Saudaraku, degup jantung kita ibarat detak waktu, yang setiap detiknya mengabarkan kehilangan dan penantian. Yang berlalu adalah kekinian yang lekas silam. Yang mendatang adalah kekinian yang lekas menjemput. Kemarin dan hari esok ditentukan hari ini.

Dengan angin keburukan yang kita tabur hari ini, masa lalu jadi hantu, masa depan menuai badai. Dengan biji kebaikan yang kita tanam hari ini, masa lalu jadi lumbung keagungan, masa depan menyongsong panen kebahagiaan.

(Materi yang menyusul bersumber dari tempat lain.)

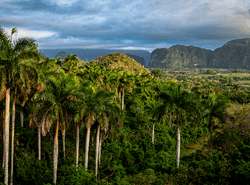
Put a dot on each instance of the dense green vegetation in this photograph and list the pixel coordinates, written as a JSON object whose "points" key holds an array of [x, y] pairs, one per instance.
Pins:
{"points": [[113, 122]]}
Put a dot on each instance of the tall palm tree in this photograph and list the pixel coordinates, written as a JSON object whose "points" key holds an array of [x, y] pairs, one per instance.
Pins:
{"points": [[11, 54], [97, 106], [177, 102], [54, 100], [124, 82], [70, 64], [215, 108]]}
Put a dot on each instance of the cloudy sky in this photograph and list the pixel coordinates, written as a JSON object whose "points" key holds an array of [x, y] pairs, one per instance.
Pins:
{"points": [[127, 24]]}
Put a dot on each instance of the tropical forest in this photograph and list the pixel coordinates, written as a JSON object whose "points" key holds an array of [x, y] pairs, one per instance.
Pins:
{"points": [[113, 121]]}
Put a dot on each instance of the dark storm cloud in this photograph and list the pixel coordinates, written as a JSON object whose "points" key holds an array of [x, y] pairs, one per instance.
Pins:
{"points": [[128, 23]]}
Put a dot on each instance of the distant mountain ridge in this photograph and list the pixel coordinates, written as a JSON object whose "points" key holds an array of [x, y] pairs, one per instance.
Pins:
{"points": [[234, 54], [92, 54]]}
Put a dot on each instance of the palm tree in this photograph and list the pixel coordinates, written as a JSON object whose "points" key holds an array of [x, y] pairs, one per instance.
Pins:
{"points": [[215, 108], [10, 57], [124, 82], [54, 100], [97, 106], [177, 102], [70, 64]]}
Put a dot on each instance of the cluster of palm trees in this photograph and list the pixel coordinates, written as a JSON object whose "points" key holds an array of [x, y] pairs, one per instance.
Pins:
{"points": [[61, 92]]}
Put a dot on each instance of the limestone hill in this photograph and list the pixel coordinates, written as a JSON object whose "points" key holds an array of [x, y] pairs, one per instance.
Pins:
{"points": [[126, 63]]}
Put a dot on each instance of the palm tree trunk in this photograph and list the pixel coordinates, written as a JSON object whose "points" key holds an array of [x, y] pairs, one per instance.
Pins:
{"points": [[178, 146], [211, 140], [3, 146], [122, 94], [21, 115], [77, 144], [153, 133], [39, 142], [100, 149], [87, 148], [12, 138], [55, 154], [6, 135], [97, 148], [63, 137]]}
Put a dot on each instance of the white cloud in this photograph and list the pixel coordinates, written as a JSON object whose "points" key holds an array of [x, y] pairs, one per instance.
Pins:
{"points": [[30, 33], [62, 2]]}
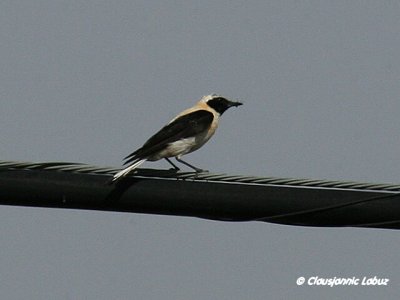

Hadapilah tantangan masa depan dengan merebut hari ini. Jika pandangan kita ke depan digayuti kabut kerisauan dan pesimisme, sebab utamanya karena kita berhenti menanam benih harapan untuk masa depan.

Banyak orang menyia-nyiakan waktu, seolah waktu itu berlimpah, berputar melingkar. Sesungguhnya, waktu itu ibarat aliran sungai. ”Tak ada seorang pun bisa melintasi sungai yang sama dua kali,” ujar Heraclitus. Sungai terus mengalir, manusia terus berubah.

Waktu adalah milik kita yang paling berharga. Dalam kaidah ekonomi, makin jarang sesuatu dan makin sering digunakan, maka akan semakin bernilai. Emas, misalnya, cadangannya terbatas, tetapi banyak digunakan, maka nilainya sangat tinggi. Kebanyakan hal yang bisa dimiliki bisa diisi ulang. Cadangan berlian dan emas bisa ditemukan, uang bisa dicetak kembali, tetapi tidak dengan waktu. Waktu yang hilang tidak tergantikan. Peribahasa ”waktu adalah uang” tak sepenuhnya tepat. Waktu, sebagai sumber daya yang paling jarang, jauh lebih berharga daripada uang.

Dalam penggunaan waktu juga berlaku prinsip ”opportunity costs”. Bahwa apa pun yang kita pilih untuk diperbuat berisiko hilangnya kesempatan melakukan hal lain. Dengan uang, kita memiliki pilihan konservatif dengan menyimpannya di bank, tetapi tidak dengan waktu. Kita menghabiskan waktu setiap saat. Kita ”adalah jam yang setiap saat waktu berkata sendiri”, ujar Shakespeare.

Waktu bukanlah keabadian, sekadar labirin tanda tanya yang di setiap ujung jeda dan pintunya selalu sisakan misteri. Akan tetapi, setiap jejak tidaklah sia-sia. Seperti samudra bermula dari tetes air. Setiap darma memberi harapan masa depan. Lukisan masa depan adalah pilihan kita menggoreskan warna pada kanvas masa kini.